SAP and Hybris Plot New Strategies Together as Commerce Evolves

Even a doggedly independent entrepreneur can have a change of heart. Ariel Luedi, CEO of hybris software, scoffed at the very notion of selling his company—until he did just that. “Early last year I said ‘Only over my dead body would I let SAP buy us,’” he says. “That’s where I was at that time.”

Yet on Tuesday, Luedi smiled alongside his new compatriots at SAP’s New York offices in Greenwich Village during a press event to discuss their plans to break down old conventions of commerce.

In June, Luedi’s e-commerce software company, which has U.S. offices in New York and Boston, agreed to be acquired by Germany’s SAP. The deal, completed on Aug. 1, put Swiss-born hybris—a plucky developer of platforms for managing customer relationships, Web content, and data—in the hands of a massive enterprise software company.

After yesterday’s press event, Luedi told me his prior resistance to making a deal faded once he got to know SAP a bit better. “In my head, SAP was a very conservative monster company doing enterprise internal process optimization,” he says, which may be important but not the most exciting sector to be in.

Getting to know SAP’s leadership offered him a new perspective, though. Luedi says SAP wanted to function more like a racing boat speeding toward innovation rather than a big ship. “They asked us to help change the company and get fresh DNA in there,” he says. That is why hybris operates as an independent business within SAP, he says, instead of simply being absorbed into it.
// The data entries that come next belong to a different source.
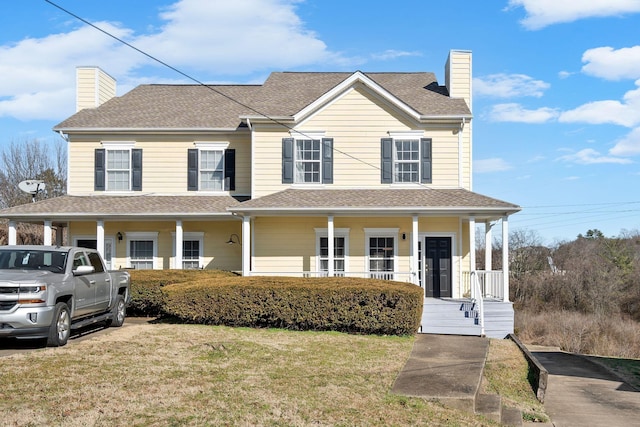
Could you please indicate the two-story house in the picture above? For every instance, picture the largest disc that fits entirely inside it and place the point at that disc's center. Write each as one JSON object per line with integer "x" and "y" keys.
{"x": 309, "y": 174}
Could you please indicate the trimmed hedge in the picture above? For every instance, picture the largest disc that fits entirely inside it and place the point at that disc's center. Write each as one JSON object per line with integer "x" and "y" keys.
{"x": 146, "y": 285}
{"x": 363, "y": 306}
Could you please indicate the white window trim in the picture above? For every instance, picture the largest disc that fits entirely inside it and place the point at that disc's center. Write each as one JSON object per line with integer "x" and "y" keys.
{"x": 143, "y": 235}
{"x": 381, "y": 232}
{"x": 337, "y": 232}
{"x": 188, "y": 235}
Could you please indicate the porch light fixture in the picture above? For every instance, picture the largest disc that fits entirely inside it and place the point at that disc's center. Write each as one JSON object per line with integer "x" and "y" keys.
{"x": 233, "y": 239}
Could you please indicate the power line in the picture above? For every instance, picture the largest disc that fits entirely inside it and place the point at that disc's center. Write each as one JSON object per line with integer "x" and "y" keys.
{"x": 182, "y": 73}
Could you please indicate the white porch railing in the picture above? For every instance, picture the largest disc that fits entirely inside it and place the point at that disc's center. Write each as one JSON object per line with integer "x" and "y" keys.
{"x": 398, "y": 276}
{"x": 491, "y": 284}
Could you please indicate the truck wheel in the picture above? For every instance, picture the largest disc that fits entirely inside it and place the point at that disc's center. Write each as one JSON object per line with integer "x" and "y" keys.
{"x": 118, "y": 312}
{"x": 60, "y": 328}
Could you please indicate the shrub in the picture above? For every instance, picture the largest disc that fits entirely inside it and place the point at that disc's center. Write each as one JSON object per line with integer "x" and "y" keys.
{"x": 341, "y": 304}
{"x": 146, "y": 285}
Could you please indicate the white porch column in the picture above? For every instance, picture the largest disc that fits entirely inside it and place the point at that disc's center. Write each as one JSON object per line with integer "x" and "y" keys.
{"x": 13, "y": 233}
{"x": 47, "y": 232}
{"x": 246, "y": 246}
{"x": 330, "y": 246}
{"x": 100, "y": 237}
{"x": 179, "y": 239}
{"x": 414, "y": 250}
{"x": 505, "y": 257}
{"x": 487, "y": 246}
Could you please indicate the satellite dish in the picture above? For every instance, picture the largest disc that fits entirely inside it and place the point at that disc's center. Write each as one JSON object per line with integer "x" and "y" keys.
{"x": 33, "y": 187}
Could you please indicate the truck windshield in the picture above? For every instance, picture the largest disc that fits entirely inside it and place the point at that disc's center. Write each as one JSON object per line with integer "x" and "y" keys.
{"x": 30, "y": 259}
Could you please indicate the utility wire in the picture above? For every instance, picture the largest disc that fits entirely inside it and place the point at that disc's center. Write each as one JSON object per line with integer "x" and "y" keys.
{"x": 182, "y": 73}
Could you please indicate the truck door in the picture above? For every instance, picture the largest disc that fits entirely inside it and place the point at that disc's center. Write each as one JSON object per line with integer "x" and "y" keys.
{"x": 85, "y": 288}
{"x": 102, "y": 282}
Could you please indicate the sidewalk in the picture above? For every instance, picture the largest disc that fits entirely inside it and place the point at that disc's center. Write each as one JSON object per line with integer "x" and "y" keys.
{"x": 583, "y": 393}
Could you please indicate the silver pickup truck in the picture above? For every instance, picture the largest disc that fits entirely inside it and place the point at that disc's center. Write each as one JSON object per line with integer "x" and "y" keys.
{"x": 47, "y": 291}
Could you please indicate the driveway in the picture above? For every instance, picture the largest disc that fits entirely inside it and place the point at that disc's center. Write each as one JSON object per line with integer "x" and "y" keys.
{"x": 583, "y": 393}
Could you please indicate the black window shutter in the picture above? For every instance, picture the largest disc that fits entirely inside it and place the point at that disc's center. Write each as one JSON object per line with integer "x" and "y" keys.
{"x": 327, "y": 160}
{"x": 425, "y": 160}
{"x": 229, "y": 170}
{"x": 386, "y": 157}
{"x": 136, "y": 169}
{"x": 99, "y": 169}
{"x": 192, "y": 169}
{"x": 287, "y": 160}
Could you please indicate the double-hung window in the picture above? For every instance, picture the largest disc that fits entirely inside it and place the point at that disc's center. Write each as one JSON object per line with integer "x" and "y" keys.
{"x": 340, "y": 250}
{"x": 307, "y": 159}
{"x": 142, "y": 249}
{"x": 211, "y": 167}
{"x": 381, "y": 251}
{"x": 406, "y": 157}
{"x": 118, "y": 167}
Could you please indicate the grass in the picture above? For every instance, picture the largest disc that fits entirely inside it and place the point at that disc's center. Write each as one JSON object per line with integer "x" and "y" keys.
{"x": 177, "y": 375}
{"x": 506, "y": 372}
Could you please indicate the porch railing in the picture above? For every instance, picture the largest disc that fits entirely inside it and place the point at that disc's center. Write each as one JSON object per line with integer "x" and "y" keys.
{"x": 491, "y": 284}
{"x": 398, "y": 276}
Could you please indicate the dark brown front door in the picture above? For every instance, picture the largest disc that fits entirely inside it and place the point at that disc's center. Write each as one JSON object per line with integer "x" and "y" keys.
{"x": 438, "y": 267}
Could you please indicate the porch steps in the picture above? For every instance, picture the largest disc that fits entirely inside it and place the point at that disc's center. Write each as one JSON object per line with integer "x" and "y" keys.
{"x": 450, "y": 316}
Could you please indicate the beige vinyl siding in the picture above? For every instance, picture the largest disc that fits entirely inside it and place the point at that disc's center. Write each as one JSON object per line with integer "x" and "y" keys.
{"x": 217, "y": 253}
{"x": 357, "y": 122}
{"x": 93, "y": 87}
{"x": 164, "y": 161}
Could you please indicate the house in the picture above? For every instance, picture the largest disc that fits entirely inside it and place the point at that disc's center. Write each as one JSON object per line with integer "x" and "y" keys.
{"x": 309, "y": 174}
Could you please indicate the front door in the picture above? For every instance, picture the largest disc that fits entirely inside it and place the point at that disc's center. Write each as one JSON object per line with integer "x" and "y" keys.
{"x": 438, "y": 267}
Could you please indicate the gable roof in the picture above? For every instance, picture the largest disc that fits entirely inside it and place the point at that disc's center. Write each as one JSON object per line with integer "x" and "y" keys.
{"x": 182, "y": 107}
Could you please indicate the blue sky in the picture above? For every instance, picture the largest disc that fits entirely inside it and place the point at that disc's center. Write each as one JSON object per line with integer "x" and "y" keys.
{"x": 556, "y": 98}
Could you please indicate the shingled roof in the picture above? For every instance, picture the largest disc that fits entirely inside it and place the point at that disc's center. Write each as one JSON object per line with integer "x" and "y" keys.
{"x": 389, "y": 201}
{"x": 222, "y": 106}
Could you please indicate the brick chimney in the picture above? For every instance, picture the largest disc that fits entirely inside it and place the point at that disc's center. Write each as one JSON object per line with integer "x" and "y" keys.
{"x": 94, "y": 87}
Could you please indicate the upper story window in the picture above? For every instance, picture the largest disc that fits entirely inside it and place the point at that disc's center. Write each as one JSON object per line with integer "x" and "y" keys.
{"x": 307, "y": 159}
{"x": 211, "y": 167}
{"x": 406, "y": 158}
{"x": 118, "y": 167}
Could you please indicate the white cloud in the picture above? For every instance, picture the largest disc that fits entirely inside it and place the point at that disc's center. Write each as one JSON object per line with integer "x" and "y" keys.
{"x": 625, "y": 113}
{"x": 612, "y": 64}
{"x": 589, "y": 156}
{"x": 513, "y": 112}
{"x": 495, "y": 164}
{"x": 215, "y": 38}
{"x": 508, "y": 86}
{"x": 541, "y": 13}
{"x": 393, "y": 54}
{"x": 629, "y": 145}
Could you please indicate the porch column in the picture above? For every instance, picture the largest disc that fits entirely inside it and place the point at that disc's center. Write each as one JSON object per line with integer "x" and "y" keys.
{"x": 330, "y": 247}
{"x": 472, "y": 254}
{"x": 505, "y": 257}
{"x": 179, "y": 238}
{"x": 246, "y": 246}
{"x": 47, "y": 232}
{"x": 13, "y": 233}
{"x": 487, "y": 246}
{"x": 59, "y": 235}
{"x": 414, "y": 250}
{"x": 100, "y": 237}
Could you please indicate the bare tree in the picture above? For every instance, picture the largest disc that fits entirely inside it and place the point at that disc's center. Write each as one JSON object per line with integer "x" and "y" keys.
{"x": 32, "y": 159}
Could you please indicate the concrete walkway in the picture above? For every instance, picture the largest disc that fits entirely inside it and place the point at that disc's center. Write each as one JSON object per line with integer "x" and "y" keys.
{"x": 582, "y": 393}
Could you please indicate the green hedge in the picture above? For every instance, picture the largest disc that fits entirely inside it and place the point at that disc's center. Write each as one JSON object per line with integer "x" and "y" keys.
{"x": 350, "y": 305}
{"x": 146, "y": 285}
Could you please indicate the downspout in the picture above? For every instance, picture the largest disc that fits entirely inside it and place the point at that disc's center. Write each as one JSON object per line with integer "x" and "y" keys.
{"x": 460, "y": 153}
Luedi’s desire to grow his company while maintaining its identity actually put him on the path to making the deal. During the first half of 2013, he planned to file for an initial public offering for hybris as the means to remain independent and grow. After word of Luedi’s intentions got out, suitors brought up the idea of acquiring the company.

Those conversations gave Luedi a moment of pause. “I learned that my romantic notion of independence by being a public company was probably flawed,” he says. Weighing the regulatory rigors he would face, such as reporting to the Securities and Exchange Commission, led him to rethink his plans. Furthermore, the potential suitors hinted they might buy hybris, on their terms, the moment its shares dipped.

Rather than be at the mercy of the public markets, Luedi wanted to pick who would take hold of hybris. Signing on with SAP also gave him the chance to work with its HANA database technology to improve customers’ experiences in e-commerce.

Mark Ferrer, chief operating officer of SAP’s global customer operations, says HANA can be found in retail, wholesale, distribution, and manufacturing yet the hybris platform offered additional features, making the deal a natural fit. As commerce grows, he says, SAP sought to further its reach as well. “We had a big piece of the foundation but we didn’t have that next step out to make that customer [connection],” Ferrer says.

The acquisition of hybris, he says, deepens SAP’s role in the business-to-consumer realm. Ferrer says commerce companies want technology that helps them understand and interact with consumers across multiple channels including mobile devices and computers and in brick-and-mortar stores. “We’ve been transforming SAP over the last three to five years” he says, “now all of these technologies are starting to converge.”

SAP and hybris on Tuesday illustrated some of the innovations they are pushing for wider adoption. With the help of software the companies have in play, a consumer might capture information—via smartphone—about shoes in a window display in the real world, share the images and details online with friends, and receive alerts if the item goes on sale at retailers near his or her location. Luedi believes it’s possible to further tailor the customer experience through technology such as his to fit individual interests and needs. “You need a platform that allows you to experiment and change quickly,” he says.